The recently-released House ESEA draft reauthorization bill makes substantial changes to the federal role in public education. Among other changes, the proposal significantly loosens requirements on how states and local school districts can spend education dollars. While more state and local control is a popular mantra, we would like to offer a few words of caution on a few provisions in the House bill. Mainly, these changes to existing law would essentially allow states and school districts to use federal funds previously intended to benefit specific, high-need populations however they see fit without requiring consistent state and local support.

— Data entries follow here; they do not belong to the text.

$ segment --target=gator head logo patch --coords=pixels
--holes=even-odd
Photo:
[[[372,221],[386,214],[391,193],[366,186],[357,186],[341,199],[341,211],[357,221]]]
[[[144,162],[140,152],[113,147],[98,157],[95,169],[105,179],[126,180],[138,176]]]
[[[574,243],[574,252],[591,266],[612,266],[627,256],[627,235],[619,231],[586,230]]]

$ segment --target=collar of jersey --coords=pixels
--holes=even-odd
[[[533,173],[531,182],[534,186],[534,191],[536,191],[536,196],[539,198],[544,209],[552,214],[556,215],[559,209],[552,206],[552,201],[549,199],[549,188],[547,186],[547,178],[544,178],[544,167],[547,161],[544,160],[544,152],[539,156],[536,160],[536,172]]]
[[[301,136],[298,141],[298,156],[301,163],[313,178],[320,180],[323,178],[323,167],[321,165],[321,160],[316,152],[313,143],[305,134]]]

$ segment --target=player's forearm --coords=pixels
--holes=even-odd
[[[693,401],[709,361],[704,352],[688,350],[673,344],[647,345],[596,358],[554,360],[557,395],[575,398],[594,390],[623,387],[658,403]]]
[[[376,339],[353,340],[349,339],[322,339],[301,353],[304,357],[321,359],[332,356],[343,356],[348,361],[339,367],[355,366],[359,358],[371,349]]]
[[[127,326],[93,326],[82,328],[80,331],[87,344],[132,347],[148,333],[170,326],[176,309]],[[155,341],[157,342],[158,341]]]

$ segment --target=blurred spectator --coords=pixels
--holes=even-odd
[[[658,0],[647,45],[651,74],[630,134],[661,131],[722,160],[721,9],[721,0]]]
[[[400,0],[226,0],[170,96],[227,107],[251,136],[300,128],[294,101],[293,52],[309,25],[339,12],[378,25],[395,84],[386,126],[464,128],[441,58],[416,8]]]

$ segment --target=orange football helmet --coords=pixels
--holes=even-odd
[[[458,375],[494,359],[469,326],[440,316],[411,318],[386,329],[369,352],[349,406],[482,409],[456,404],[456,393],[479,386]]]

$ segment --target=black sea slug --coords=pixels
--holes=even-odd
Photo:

  1. First, the bill would move several existing programs to Title I, Part A of the law. These programs, which provide specific funding streams to local school districts for services for migrant students, neglected and delinquent students, English language learners, rural students, and Indian education, would be moved to the same section that funds grants for low-income students. Currently, these programs are authorized and funded under various titles and subparts of NCLB separate from Title I, Part A. This change would enable Congress to provide a single appropriation for all Title I, Part A programs, blurring the lines between funding for the programs. Under the bill these five programs would total 9.0 percent of the annual Title I Part A allocation, which would be set at $16.7 billion for 2013.

    At the same time, the bill includes a “flexibility” provision that would allow states and school districts to merge funds from these five programs, as well as set-asides for state administration and school improvement, and use them for any purposes covered by those programs or Title I, Part A Education for the disadvantaged. Under current law, states and districts are only allowed to transfer up to 50 percent of funds allocated under the Education Technology program (which is not funded in current law), the Safe and Drug-Free Schools program, and the school choice program into their Title I, Part A accounts. The five programs listed in the proposed flexibility provision are not included in any current flexibility provisions. Under the House proposal, states would have to notify the U.S. Department of Education and school districts would have to notify their state agencies if they intend to use any of the funding streams for alternative purposes. However, the proposal does not explicitly require states or districts to report how they repurposed the funds, what they were used for, or what programs or services were eliminated due to the flexibility.

    By allowing states and districts to merge funds from several funding streams targeted for specific high-need populations, the House bill would give them license to overlook the needs of some students in exchange for others. While giving state and district leaders more autonomy and control over federal funds to tailor services to their students’ needs is important, these specialized federal programs exist to serve students that are typically ignored.

  2. Next, the House bill would allow any school that receives Title I, Part A funds to provide school-wide services, regardless of the percentage of students living below the poverty line, at that school. Currently, the No Child Left Behind Act only allows schools with poverty rates over 40 percent to use their Title I funds to provide school-wide services. This program is based on the assumption that all students at schools with such high poverty rates would benefit from additional services. In contrast, schools with poverty rates below 40 percent can use their Title I funds to implement interventions and services targeted just to eligible low-income students. Although the proposal would maintain the separate Targeted program, it seems unlikely that schools would opt to continue targeted programs when they could spread the funds among their whole population.

    By eliminating the poverty threshold for school-wide programs, the bill would allow schools with relatively small low-income populations to use their Title I, Part A funds to provide services to their entire student population, the majority of which would not otherwise be eligible for interventions or additional services. Those schools would no longer have to provide targeted services to just their high-need students, meaning these students could get lost or overlooked in the shift.

  3. Finally, as we’ve written before, the House bill would eliminate the maintenance of effort provision of Title I, allowing state and local governments to cut per pupil or overall funding for education for districts but remain eligible for Title I funding. Current law allows a local school district to receive Title I Part A funds in an upcoming year only if state and local governments provided the district with at least 90 percent of the funding (per pupil or overall) that they provided in the preceding year. In other words, a district that received $8,000 per pupil in 2010 in state and local funds, must have received at least $7,200 per pupil (90 percent of $8,000) in 2011 to receive Title I funds in 2012.

    Assuming that states and local governments would take advantage of this change and cut their education funding, federal funds could begin to account for a much higher percentage of per pupil education funding (currently around 10 percent). It is somewhat ironic that lawmakers that typically support limiting the federal role in education would support a bill that has the potential to increase the percentage of education spending the federal government supplies while allowing state and local governments to cut their own spending.

Each of these changes would have a great impact on how states and school districts are held accountable for the use of federal Title I funds. But all together they would allow states and school districts to dramatically change how they use federal funds for education, practically turning Title I into an all-purpose block grant. These changes, in the name of local control, could make the nation's highest-need students more vulnerable than ever.